Gina’s passion for being a positive force goes beyond the open door signs. She was the visionary behind the Galveston Women’s Conference — now in its 16th year. It attracts more than 1,000 people a year to Galveston – which in turn supports local business and tourism. Most recently, Jenna Bush Hager was the keynote speaker.

She also fights on behalf of the youth. She sees their potential and helps them discover the opportunities that lie beyond the Galveston causeway.

“Something near and dear to my heart are kids and education. And our chamber really wasn’t involved in that 20 years ago when I started, but how can you have a thriving community when 62% of your kids are on fair and reduced lunch meals, and they may not have the opportunity to own laptops,” she said.

One of those educational opportunities is Lemonade Day – which Gina brought to Galveston and now oversees as the local county and city director. She and other volunteers teach the youth how to own and operate a business. Currency, there are more than 1,100 kids in the program. 

But one still stands out in her mind – a homeless young man who didn’t have a strong support system.

“I had one of the kids, you know, tell us that his dad said, ‘You’re a piece of crap.’ But the worst word. ‘You’re never going to do this. You’re you were no good when you were born,” she retold.  “And I said, Well, one thing that Ms. Spagnola says is that God doesn’t make pieces.” 

Then she shared the incredible news: “He won national Entrepreneur of the Year in the nation in the nation.”

Where there is struggle and heartache, Gina is there, by the side of those in need.

After Hurricane Ike made landfall in Galveston Island, she and her team worked out of the cars to help bring disaster relief. Gina even developed a business recovery plan and expo – which gained her state recognition.

In May of 2011, she headed out to Joplin, Missouri, after they were deviated by an EF5 tornado. 

In 2021, after Hurricane Ida raged against the Louisiana coastline, she collaborated with regional partners to coordinate drop-off sites and deliveries to those severely impacted. She led the effort to fill an 18-wheeler full of supplies and raised more than $40,000 in donations.

Through her knowledge of disaster planning and recovery, she was selected a member of the U.S. Chamber of Commerce National Business Recovery Corps. In fact, she was one of 10 individuals invited to serve on the Delegation US-Japan Grassroots Disaster Exchange Program.

“At the end, I want to know that I’ve made a difference in people’s lives,” she emphasized.

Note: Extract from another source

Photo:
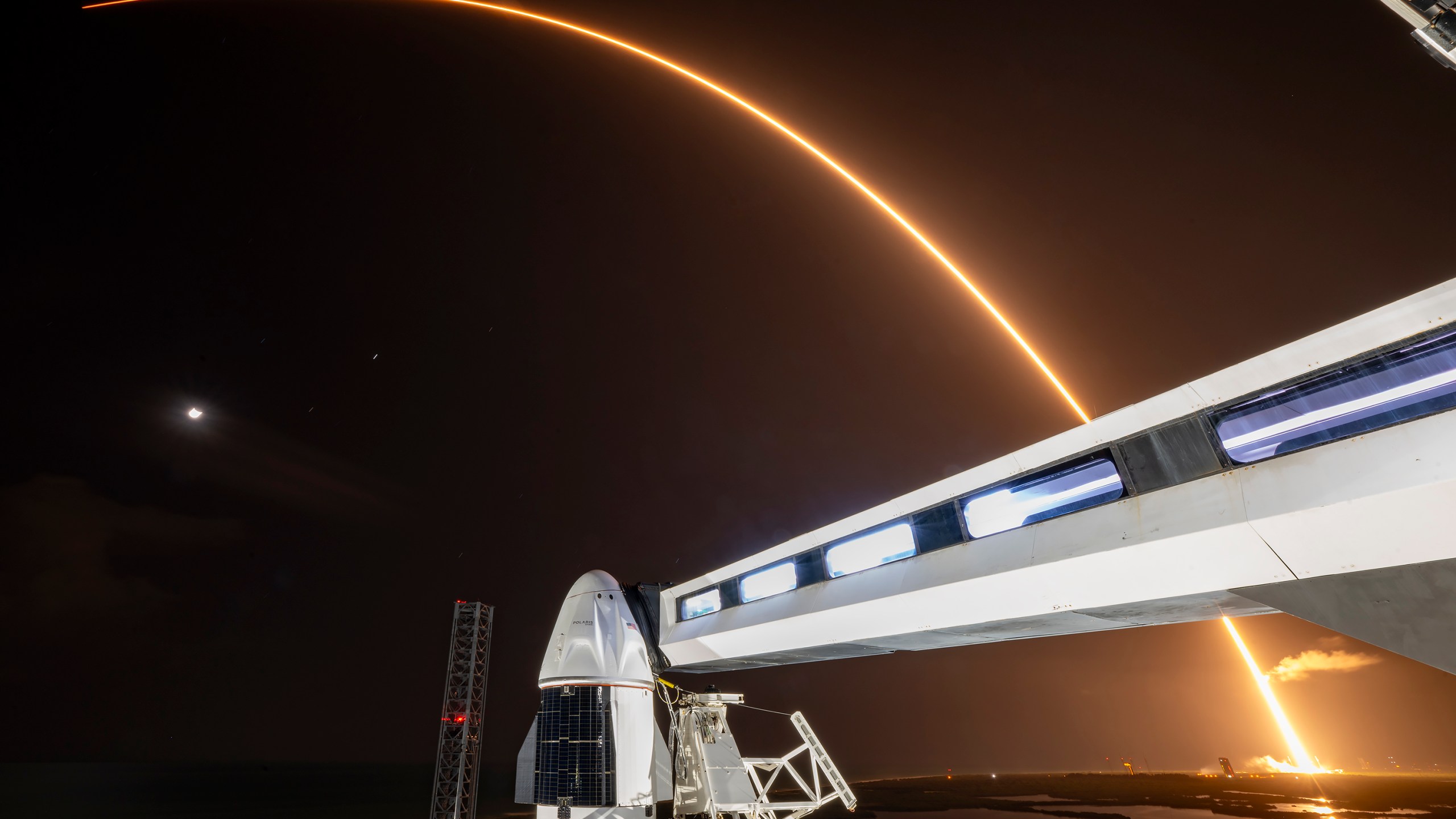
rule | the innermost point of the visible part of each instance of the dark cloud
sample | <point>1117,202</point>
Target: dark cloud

The drive to uplift and improve the lives of others is part of a long legacy of thoughtful parents, influential aunties, and one big hearted grandma.

“My grandmother. None of these recognitions that I’ve had go without telling the story of my grandmother,” smiled Gina. “When my grandmother passed away at 95, you could not the church could not hold the mass of people that came, whose lives that she had touched and made a difference in.”

She saw that lemonade, that glass of lemonade that I love so much, overflowing with goodness. I don’t ever recall any negativity.

Gina reflected on her inspirational grandmother

This is just a small portion of the goodness Gina has brought to her community and the lives of others across this nation.

Honestly, Gina needs her own hour-long special so we could showcase all of her work, the countless days she has put into building a stronger Galveston, how she has impacted the positive future of the youth, on top of all of the awards and recognitions.